Bioluminescence has betrayed the positions of submarines and sealed their doom. Sailors have detected the luminous wakes of torpedoes. Returning pilots have followed luminescent trails over many miles to find their aircraft carriers, as have their enemies. Navy SEALs are mindful of certain beaches where bioluminescence would give them away.
Building a better light-trap
Bioluminescence is ubiquitous in the oceans, and especially prevalent in coastal regions where nutrients are abundant and life thrives. Yet scientists have little basic understanding of how bioluminescence is influenced by water temperatures, depths, seasons, geographic locations, even different times of day. They have been limited by a scarcity of observations and instruments to make them.
After watching his colleagues’ difficulties with HIDEX, Fucile spent his night watch that evening drawing a sketch for a light-sensing instrument that was smaller, sturdier, less complicated, and less expensive. From the ship, he e-mailed a list of materials to WHOI Experimental Machinist Mark St. Pierre, asking him to get them ready so that Fucile could start construction as soon as he returned.
Eight weeks later, back in the Arabian Sea with the same NRL team, Fucile tested a prototype of his bathy-photometer, an instrument to measure bioluminescence in the ocean. The NRL team was impressed with the initial results. It worked well enough to earn Fucile a Cecil H. and Ida M. Green Technology Innovation Award, given to WHOI engineers to launch new ideas in instrumentation or technology. A year later, he was awarded an Office of Naval Research grant.
Portable, tough, and inexpensive
Fucile’s patented 10-pound, 28-inch-long instrument is so inexpensive, it’s expendable. His Expendable Bathy-Photometers (XBPMs) can be easily transported and pitched over the side of a ship by one person even in the worst weather conditions. As they descend, the XBPMs spool out a thread-like wire that transmits digital data to a computer on deck. Fucile also developed and patented this telemetry system.

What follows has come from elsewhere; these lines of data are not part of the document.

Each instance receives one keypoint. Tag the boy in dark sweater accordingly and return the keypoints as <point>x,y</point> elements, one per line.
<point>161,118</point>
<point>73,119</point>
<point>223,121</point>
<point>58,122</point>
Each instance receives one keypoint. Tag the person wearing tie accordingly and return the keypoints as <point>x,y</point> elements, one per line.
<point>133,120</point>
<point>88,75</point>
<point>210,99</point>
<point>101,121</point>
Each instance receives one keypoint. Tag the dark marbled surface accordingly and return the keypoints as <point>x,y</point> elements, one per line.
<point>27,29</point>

The sophisticated HIDEX is capable of making a wide range of subtle measurements, including distinguishing individual types of bioluminescent plankton. But for the first-order task of measuring bioluminescence levels, the XBPM is about 90 percent as accurate as HIDEX—without HIDEX’s fragile and expensive glass-tube technology. Thus, Fucile envisions that XBPMs could be launched from submarines, deployed by SEALs, dropped from airplanes, and used on fleets of gliders.

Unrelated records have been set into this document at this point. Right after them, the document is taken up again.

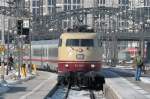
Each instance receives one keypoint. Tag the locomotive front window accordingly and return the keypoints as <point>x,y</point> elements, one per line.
<point>72,42</point>
<point>80,42</point>
<point>87,42</point>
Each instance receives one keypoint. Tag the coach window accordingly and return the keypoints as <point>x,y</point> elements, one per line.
<point>100,43</point>
<point>72,42</point>
<point>60,42</point>
<point>87,42</point>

Beyond military research, XBPMs are already being used in an environmental study of Bioluminescent Bay in Vieques, Puerto Rico. The bay, named for its rich marine life, is now deteriorating because of a surge of coastal construction. In the future, Fucile hopes that musters of XBPMs will be used routinely by scientists to make inroads into our now-sparse knowledge of bioluminescence.